💥 Gate Square Event: #PostToWinPORTALS# 💥
Post original content on Gate Square related to PORTALS, the Alpha Trading Competition, the Airdrop Campaign, or Launchpool, and get a chance to share 1,300 PORTALS rewards!
📅 Event Period: Sept 18, 2025, 18:00 – Sept 25, 2025, 24:00 (UTC+8)
📌 Related Campaigns:
Alpha Trading Competition: Join for a chance to win rewards
👉 https://www.gate.com/announcements/article/47181
Airdrop Campaign: Claim your PORTALS airdrop
👉 https://www.gate.com/announcements/article/47168
Launchpool: Stake GT to earn PORTALS
👉 https://www.gate.com/announcements/articl
On September 18, 2025, the U.S. Federal Reserve announced in Washington that it would lower the Benchmark Interest Rate by 25 basis points, marking a shift towards a more accommodative monetary policy. This decision, though widely anticipated, was not unanimous. Board member Stephen Milan advocated for a more significant rate cut, reflecting differing views among decision-makers regarding the economic outlook.

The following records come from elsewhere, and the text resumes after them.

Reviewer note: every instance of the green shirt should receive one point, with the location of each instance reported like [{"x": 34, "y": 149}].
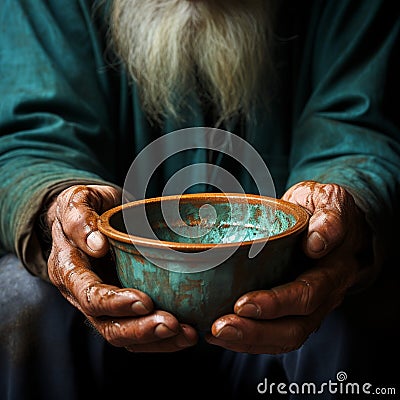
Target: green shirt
[{"x": 67, "y": 114}]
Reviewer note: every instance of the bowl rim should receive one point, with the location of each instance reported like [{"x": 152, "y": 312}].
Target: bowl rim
[{"x": 301, "y": 214}]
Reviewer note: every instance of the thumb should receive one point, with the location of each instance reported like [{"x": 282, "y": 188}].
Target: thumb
[{"x": 78, "y": 209}]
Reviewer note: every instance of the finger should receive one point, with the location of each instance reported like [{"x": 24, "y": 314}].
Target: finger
[
  {"x": 69, "y": 270},
  {"x": 150, "y": 330},
  {"x": 78, "y": 210},
  {"x": 273, "y": 337},
  {"x": 329, "y": 206},
  {"x": 299, "y": 297},
  {"x": 186, "y": 338}
]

The interest rate cut has immediately triggered a chain reaction in the global financial markets. Gold prices have broken through the $3,700/ounce barrier, and the three major U.S. stock indices have risen together, showing investor optimism towards improved liquidity. For the general public, this means that borrowing costs for mortgages and auto loans may gradually decrease, but it could also lead to lower deposit and investment yields.
For businesses, especially small and medium-sized enterprises that are sensitive to interest rate changes, the improvement of the financing environment is expected to alleviate cash flow pressure and is beneficial for maintaining investment and employment. However, from a global perspective, the decline in US dollar interest rates may trigger capital flows to emerging markets, bringing challenges in terms of exchange rate fluctuations and capital movements to some countries.
The Federal Reserve's latest Summary of Economic Projections (SEP) shows that officials expect the median federal funds rate to decline to 3.6% by the end of 2025, suggesting there is about 50 basis points of room for rate cuts within the year. The dot plot further indicates that rates will continue to decline in 2026 and 2027, with the long-term neutral rate being raised to 3.1%, seemingly signaling the "high interest rate era" is coming to an end.
However, the Federal Reserve emphasizes that future decisions will "depend on data" rather than a preset path. If inflation rebounds or unexpected changes occur in the labor market, the interest rate cut process may face adjustments. Each policy meeting will be a process of seeking a balance between employment, inflation, economic growth, and risks.
The decision to cut interest rates marks an important turning point in the United States monetary policy, and its impact will extend far beyond the U.S. mainland, profoundly affecting the global economic landscape. Central banks, financial institutions, and investors around the world will closely monitor the Federal Reserve's subsequent actions, as well as the ripple effects of this policy shift on global financial markets and economic growth.